Annexe A (comme annexe)

Comme cette histoire d’oreilles t’intrigue, je vais donc te la transmettre.
Je l’ai trouvée dans la mémoire de l’un de tes contemporains,
vivant dans une réalité très proche de la tienne.
Je serais bref. ☺
 
Ça c’est passé entre la route de Dangeul et celle de Marolles-les-Braults, à la ferme de Jules et Marinette. C’était au temps où le voisin était à une heure de marche par le chemin de traverse. Par la route ne venaient guère que le facteur avec qui on partageait le dix heures, et des Parisiens qui avaient perdu leur chemin.
Donc, ce soir-là, une soucoupe volante se posa dans la cour de la ferme. Jules qu’avait vu l’film à la tévé, dit à Marinette : « prépare la soupe aux choux ! »
Quand la porte s’ouvrit, ce ne fut point « la Denrée » qui apparut, mais un genre de Spock avec les oreilles pointues comme il se doit. Vêtu d’une tenue gris bleu – laquelle moulait littéralement toute son anatomie –, il était suivi par une créature que Jules assimila immédiatement à Barbarella. Son visage était encadré de pavillons identiques à ceux de son partenaire, mais ce n’était pas ce que regardait l’Jules. S’il avait été un personnage de Tex Avery, ses yeux s'évaderaient de sa tête, sa langue traînerait par terre et il taperait du pied en hurlant. Son esprit vif lui permit d’adapter à la situation le texte préparé quelques minutes plus tôt :
« M’sieu-dames, rentrez don à la maison, prendrez bein, p’tite assiette d’soupe aux choux. »
Les visiteurs échangèrent un regard interloqué, puis entrèrent, suivis par Jules.
Marinette s’empressa d’enlever son d’vantiau et d’se passer la main dans les ch’veux pour les faire gonfler. C’est qu’sait r’cevoir, la Marinette.
Spock, dans un français digne d’un présentateur du vingt heures, déclara :
« Je vous remercie de cette aimable invitation, mais nous ne sommes pas venus pour déguster vos spécialités culinaires. Nous sommes rédacteurs du guide galactique du tourisme sexuel. Nous souhaitons avoir des rapports avec vous en tant que représentants de votre planète.

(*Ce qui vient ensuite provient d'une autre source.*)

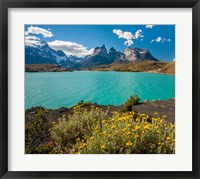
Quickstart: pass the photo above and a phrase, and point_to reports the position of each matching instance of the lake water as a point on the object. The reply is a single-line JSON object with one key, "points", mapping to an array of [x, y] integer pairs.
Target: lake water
{"points": [[57, 89]]}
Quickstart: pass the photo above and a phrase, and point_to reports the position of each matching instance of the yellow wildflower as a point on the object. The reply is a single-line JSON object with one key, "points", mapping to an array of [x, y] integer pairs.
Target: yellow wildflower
{"points": [[78, 139], [137, 127], [103, 121], [137, 136], [129, 125], [128, 133], [168, 138], [113, 127], [103, 147], [104, 133], [91, 138]]}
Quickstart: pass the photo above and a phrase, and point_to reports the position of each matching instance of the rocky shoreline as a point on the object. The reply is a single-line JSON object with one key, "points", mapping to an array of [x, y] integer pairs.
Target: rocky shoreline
{"points": [[148, 66], [163, 107]]}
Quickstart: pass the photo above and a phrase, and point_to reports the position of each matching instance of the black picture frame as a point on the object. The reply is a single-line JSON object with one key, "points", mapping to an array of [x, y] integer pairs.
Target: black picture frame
{"points": [[4, 105]]}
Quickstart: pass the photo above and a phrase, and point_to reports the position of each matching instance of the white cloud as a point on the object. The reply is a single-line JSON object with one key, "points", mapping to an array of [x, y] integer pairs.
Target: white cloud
{"points": [[32, 43], [152, 41], [128, 36], [128, 42], [37, 30], [149, 26], [118, 32], [160, 40], [139, 34], [70, 48], [31, 38]]}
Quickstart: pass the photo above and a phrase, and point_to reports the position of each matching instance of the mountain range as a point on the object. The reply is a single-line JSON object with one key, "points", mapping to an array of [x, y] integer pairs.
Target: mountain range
{"points": [[42, 53]]}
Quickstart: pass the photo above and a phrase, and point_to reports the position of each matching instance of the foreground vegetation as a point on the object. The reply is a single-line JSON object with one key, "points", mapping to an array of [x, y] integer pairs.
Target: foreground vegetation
{"points": [[96, 131]]}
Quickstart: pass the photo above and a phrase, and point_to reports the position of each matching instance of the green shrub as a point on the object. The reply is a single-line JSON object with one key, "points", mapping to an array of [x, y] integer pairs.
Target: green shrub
{"points": [[75, 127], [36, 131]]}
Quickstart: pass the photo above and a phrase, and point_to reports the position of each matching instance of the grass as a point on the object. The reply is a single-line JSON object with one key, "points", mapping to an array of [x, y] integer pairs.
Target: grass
{"points": [[93, 131]]}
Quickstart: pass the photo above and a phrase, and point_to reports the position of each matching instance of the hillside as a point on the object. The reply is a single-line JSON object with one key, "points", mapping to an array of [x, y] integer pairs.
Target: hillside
{"points": [[144, 66], [44, 68]]}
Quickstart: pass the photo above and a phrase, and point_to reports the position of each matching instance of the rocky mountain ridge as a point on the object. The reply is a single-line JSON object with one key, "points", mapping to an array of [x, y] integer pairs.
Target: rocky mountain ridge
{"points": [[42, 53]]}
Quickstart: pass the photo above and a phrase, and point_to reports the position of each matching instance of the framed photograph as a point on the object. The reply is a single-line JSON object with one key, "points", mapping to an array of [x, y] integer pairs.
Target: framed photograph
{"points": [[95, 89]]}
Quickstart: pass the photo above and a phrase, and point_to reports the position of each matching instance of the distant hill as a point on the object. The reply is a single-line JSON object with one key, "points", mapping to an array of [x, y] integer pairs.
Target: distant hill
{"points": [[141, 66], [42, 53], [169, 68], [44, 68]]}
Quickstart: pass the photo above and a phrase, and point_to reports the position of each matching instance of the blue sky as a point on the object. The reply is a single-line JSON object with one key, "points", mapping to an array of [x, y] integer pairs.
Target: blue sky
{"points": [[81, 39]]}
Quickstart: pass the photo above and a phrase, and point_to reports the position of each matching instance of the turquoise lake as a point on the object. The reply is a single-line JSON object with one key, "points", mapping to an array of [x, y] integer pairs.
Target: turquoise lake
{"points": [[65, 89]]}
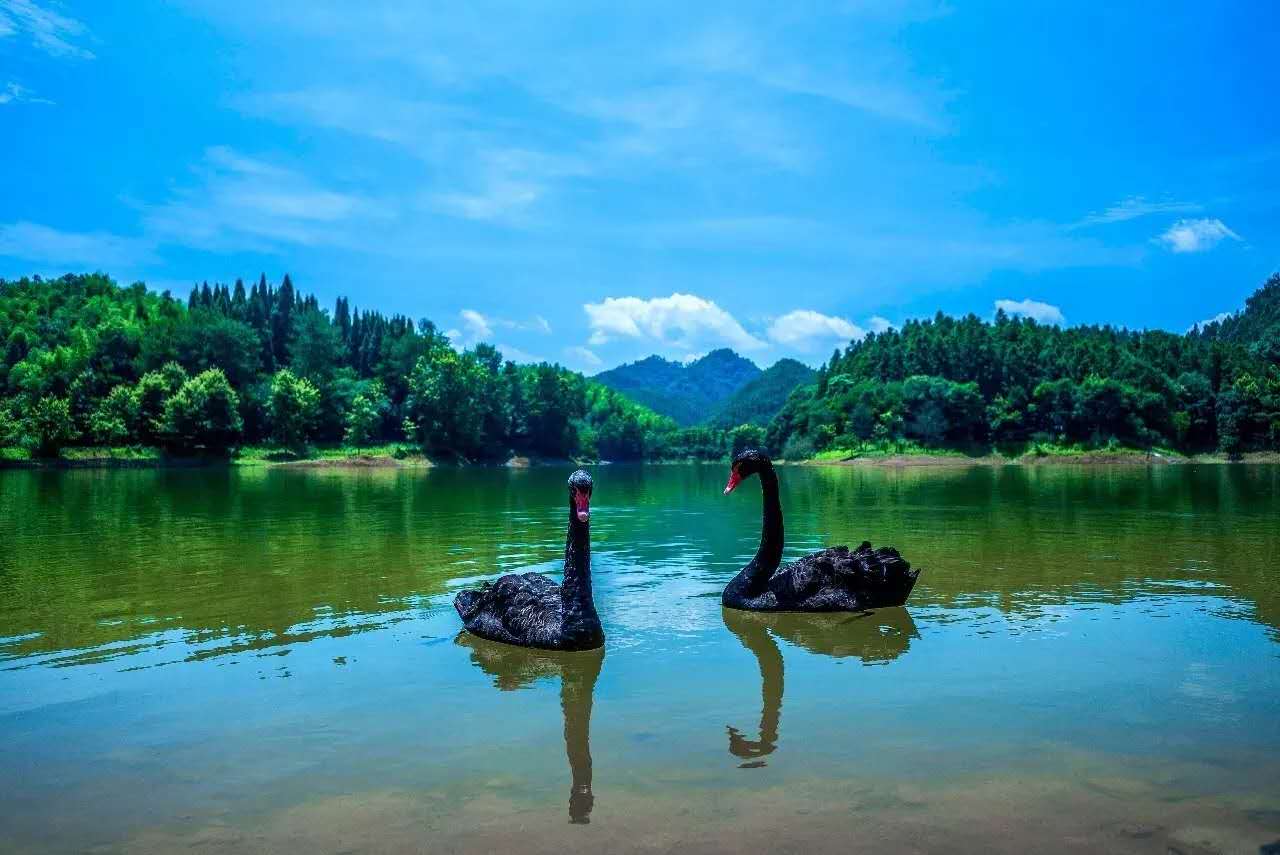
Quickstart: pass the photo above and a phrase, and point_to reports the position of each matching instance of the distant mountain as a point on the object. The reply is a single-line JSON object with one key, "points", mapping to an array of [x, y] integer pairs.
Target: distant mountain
{"points": [[688, 393], [762, 398], [1257, 327]]}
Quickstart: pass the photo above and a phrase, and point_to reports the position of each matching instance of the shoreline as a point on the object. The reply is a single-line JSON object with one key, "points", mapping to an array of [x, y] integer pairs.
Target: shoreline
{"points": [[1083, 458], [376, 461]]}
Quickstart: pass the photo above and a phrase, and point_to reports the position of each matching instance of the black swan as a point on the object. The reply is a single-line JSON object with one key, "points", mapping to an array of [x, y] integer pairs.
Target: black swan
{"points": [[883, 638], [517, 667], [836, 579], [531, 611]]}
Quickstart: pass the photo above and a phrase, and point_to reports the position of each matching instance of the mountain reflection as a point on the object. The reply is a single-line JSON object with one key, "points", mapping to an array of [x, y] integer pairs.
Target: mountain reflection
{"points": [[513, 667], [873, 638]]}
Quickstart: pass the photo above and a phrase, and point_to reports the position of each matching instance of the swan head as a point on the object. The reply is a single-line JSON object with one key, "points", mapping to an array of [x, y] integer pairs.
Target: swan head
{"points": [[580, 494], [748, 462]]}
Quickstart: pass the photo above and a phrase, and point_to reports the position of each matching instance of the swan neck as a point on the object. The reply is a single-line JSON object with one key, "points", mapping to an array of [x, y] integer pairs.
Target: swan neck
{"points": [[769, 554], [576, 589]]}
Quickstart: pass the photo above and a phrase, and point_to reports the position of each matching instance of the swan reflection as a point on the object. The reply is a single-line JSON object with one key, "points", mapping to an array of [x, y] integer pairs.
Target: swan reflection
{"points": [[873, 638], [513, 667]]}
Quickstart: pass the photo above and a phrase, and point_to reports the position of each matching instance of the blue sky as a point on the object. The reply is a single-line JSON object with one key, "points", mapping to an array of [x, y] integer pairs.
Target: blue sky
{"points": [[589, 184]]}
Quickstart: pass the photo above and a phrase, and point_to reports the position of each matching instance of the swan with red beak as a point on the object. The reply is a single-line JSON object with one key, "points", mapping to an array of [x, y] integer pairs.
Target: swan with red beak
{"points": [[530, 609], [832, 580]]}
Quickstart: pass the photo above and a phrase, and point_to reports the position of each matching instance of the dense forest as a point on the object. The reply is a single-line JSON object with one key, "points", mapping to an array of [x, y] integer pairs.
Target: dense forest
{"points": [[685, 392], [87, 362], [762, 398], [967, 383]]}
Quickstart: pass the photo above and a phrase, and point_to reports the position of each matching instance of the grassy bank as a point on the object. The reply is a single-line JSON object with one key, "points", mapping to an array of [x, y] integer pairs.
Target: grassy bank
{"points": [[402, 456], [1031, 453]]}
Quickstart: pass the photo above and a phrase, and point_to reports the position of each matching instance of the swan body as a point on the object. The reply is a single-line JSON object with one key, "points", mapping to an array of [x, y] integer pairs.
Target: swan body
{"points": [[530, 609], [836, 579]]}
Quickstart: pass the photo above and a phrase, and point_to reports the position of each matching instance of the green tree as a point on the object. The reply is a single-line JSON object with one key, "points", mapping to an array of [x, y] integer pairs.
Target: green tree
{"points": [[49, 426], [444, 402], [115, 420], [365, 416], [154, 388], [293, 407], [745, 437], [204, 415]]}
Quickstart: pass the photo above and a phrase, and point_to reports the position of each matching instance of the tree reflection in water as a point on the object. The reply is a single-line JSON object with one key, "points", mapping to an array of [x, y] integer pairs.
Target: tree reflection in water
{"points": [[513, 667], [873, 638]]}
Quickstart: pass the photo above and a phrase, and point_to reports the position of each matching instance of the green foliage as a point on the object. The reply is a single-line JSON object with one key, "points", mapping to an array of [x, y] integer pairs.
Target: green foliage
{"points": [[745, 437], [49, 426], [115, 420], [202, 415], [964, 383], [106, 364], [759, 399], [295, 405], [686, 393], [365, 416]]}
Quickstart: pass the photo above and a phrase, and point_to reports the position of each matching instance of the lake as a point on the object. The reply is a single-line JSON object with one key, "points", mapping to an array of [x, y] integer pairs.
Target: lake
{"points": [[268, 659]]}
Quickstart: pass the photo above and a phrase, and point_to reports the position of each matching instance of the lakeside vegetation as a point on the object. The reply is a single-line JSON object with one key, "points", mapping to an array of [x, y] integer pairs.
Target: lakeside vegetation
{"points": [[1014, 383], [86, 362], [95, 371]]}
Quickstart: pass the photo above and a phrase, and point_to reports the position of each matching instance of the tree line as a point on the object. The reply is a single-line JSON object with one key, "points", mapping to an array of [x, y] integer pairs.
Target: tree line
{"points": [[968, 383], [88, 362]]}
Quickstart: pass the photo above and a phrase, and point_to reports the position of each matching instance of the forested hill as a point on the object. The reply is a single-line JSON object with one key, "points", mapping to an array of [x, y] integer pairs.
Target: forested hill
{"points": [[972, 383], [686, 393], [760, 399], [87, 362]]}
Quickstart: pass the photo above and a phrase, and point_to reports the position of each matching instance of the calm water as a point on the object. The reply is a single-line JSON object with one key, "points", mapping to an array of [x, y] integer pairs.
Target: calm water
{"points": [[268, 661]]}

— Des rapports ? Vous voulez dire des trucs pornos ? s’exclama Jules.
— Des rapports sexuels, oui, c’est bien cela, répondit Spock.
— Ensemble ? Tous les quatre ? réussit à articuler Jules près d’une minute plus tard.
— Si c’est votre pratique, oui, nous nous conformons aux usages locaux, précisa Barbarella.
— Heu ! Bein ! on cause ent’nous et on v’dit. »
L’Jules et la Marinette tinrent un conciliabule dans un coin de la pièce.
« Qu’est q’t’en penses ?
— Bein j’ch’ais pas moi, et toi ?
— Bein j’ch’ais pas non plus ! »
Mais la Marinette, même si elle ne connaissait pas le mot, elle voyait la concupiscence dans les yeux d’son Jules et dans sa façon de s’gratter là où qu’ça s’fait pas. Aussi dit-elle :
« J’vois bein qu’tu la trouves gironde, l’iti, ça t’f’rait plaisir hein ?
— Bein, c’est qu’c’est pas tous les jours qu’on a une occase pareille, on dit oui ?
— Not’nom dans l’guide galamachin ça en jet’ra, allez, c’est oui ! » conclut la Marinette.
L’jules et Barbarella passèrent la nuit dans la chambre “pour quand y a du monde”.
La Marinette et Spock eux profitèrent du lit de la pièce à vivre.
Le lendemain, lorsque l’Jules se réveilla Barbarella n’était plus dans le lit, il regarda par la croisée : plus de soucoupe. Il se rendit dans la cuisine-chambre-salle à manger, et là, ho ! surprise, la Marinette, elle dormait. À six heures !
C’est un bon gars, l’Jules, aussi il alluma la cuisinière, mit le café à réchauffer, posa sur la table le beurre, le camembert, la terrine de rillettes et le pain. C’est quand il tira la bancelle pour s’asseoir que la Marinette s’éveilla.
Elle se leva, l’embrassa, prit la cafetière, s’assit en face de lui, se servit une tasse, y trempa les lèvres et remarqua l’air bougon de son homme.
« Alors, raconte comment ça s’est passé, l’interrogea-t-elle.
— Bein, j’ai pas dormi d’la nuit, tu m’connais, j’y ai fait voir les étoiles, commença-t-il, en ignorant le sourire indulgent de sa femme.
— Pis après c’te folle m’a tripoté les oreilles toute la nuit », poursuivit-il.
Marinette explosa de rire, laissant tomber le couteau et la tranche de pain qu’elle tartinait.
« Bein, c’est quoi qui t’fait rire, toi aussi t’a tripoté les oreilles ? »
Le rire de Marinette redoubla.
« Arrête, t’vas m’faire pisser su’l’banc ! »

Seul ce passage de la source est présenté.